Happy Monster Press and our local RPG group, the Salem Savages, welcome you to a new Savage Worlds adventure, a non-canonical adaptation of Malifaux. We’ll be playing fast and loose with settings and characters of Malifaux, the better to give the Salem Savages maximum flexibility in their choices and roleplaying, so if veering from canon annoys some readers, we invite those folks to follow East Texas University or Legion of Liberty, instead. Game on!
Malifaux is a gloompunky, skirmish-based miniatures and role-play setting from Wyrd Games, stuffed to the brim with creepy monsters, steam-powered technology, gunslingers, Gothic Victorian horror, and original and intriguing arcane mysteries. Malifaux City is the capital of a world parallel to ours, reachable via a mysterious bridge (called the Breach) which was created by Earth mages who wanted to tap into Malifaux’s source of magical power. You see, in the game of Malifaux, Earth, our Earth, has always had magic and mages, but in the 1780s, Earth’s natural magical sources had all but dried up, leaving a world already dependent on magic desperate to find a new source.

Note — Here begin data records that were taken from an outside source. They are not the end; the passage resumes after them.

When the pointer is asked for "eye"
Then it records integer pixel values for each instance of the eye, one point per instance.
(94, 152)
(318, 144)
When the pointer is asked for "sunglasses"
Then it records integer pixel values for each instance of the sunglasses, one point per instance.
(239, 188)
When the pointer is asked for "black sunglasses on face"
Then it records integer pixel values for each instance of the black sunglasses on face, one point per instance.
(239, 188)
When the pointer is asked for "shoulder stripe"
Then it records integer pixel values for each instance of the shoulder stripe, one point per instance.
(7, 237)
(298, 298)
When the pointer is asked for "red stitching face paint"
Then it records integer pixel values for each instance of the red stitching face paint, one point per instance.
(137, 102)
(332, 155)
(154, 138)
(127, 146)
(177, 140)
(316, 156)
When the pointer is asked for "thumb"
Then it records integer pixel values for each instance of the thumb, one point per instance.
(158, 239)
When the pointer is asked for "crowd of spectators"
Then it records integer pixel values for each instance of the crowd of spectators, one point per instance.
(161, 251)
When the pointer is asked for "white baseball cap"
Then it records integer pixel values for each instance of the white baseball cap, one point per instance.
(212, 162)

In 1787, the greatest arcanists on Earth gathered in northern Mexico to create the greatest magical Work in history; with their collective power, they punched a hole into an alternate universe to tap that other world’s magical resources. When the hole between universes opened, most of the lesser mages died. Most of the survivors went insane, but a few of the greatest mages survived and were able to pass through what they dubbed The Great Breach (most often referred to thereafter as just the Breach). On the other side, the travelers found a ruined city (Malifaux City), and Soulstones, which, they discovered, are imbued with arcane power by the passing of a human soul—power that can be drawn on the way energy can be drawn from a battery. For ten exciting years, Earth visitors explored Malifaux, venturing farther and farther from the Breach and Malifaux City in search of more Soulstone mines and arcane knowledge, which they found in miraculous abundance.
In 1797, a violent blizzard struck Malifaux City. Observers Earthside heard the sounds of weapons clashing, animals screaming, men dying. As the battle raged, the Breach began to shudder. Just before it closed, a single human corpse flew through the tightening portal, as through flung by some giant hand. On the corpse’s naked chest was carved the word OURS. Presumably, some terrible force, possessive of Malifaux’s resources, had ejected the invaders and reclaimed their sovereignty.
With its supply of Soulstones cut off, Earth descended into intraworld warfare over the remaining supply; these were the Black Powder Wars. The most powerful organization, the Mercantiler’s Guild, came out on top, established a monopoly on the remaining Soulstones, and become, effectively, the governors/dictators of the entire population of Earth.
One hundred years (to the day) after the Breach slammed shut, it opened again. Having assumed power over all arcane matters, the Guild took it upon itself to respond. At first, Guild officials cautiously sent a small number of reconnaissance teams, but the lure of a fresh supply of Soulstones was strong, and the colonization of Malifaux soon resumed. Guarding the Breach jealously—this time only Guild-approved travelers would pass through–the Guild shipped in convicts to work the Soulstone mines, and allowed others to come and settle only under agreement with the Guild. Approved colonists would support the Soulstone mining operations, or would protect these support settlements from Malifaux’s Natives–the vicious, backwoods, infighting gremlins of the Bayou, and the far more deadly and secretive Neverborn.
In the opening session of Happy Monster’s Savage Malifaux campaign, five enterprising souls have arrived in Breachtown, ready to board the train to Malifaux. Although they don’t know it yet, these five people—who couldn’t be more different in personality, goals, and modus operandi—are fated to shape the destiny of two worlds, together.
All characters, the Malifaux setting, and all images are property of Wyrd Games.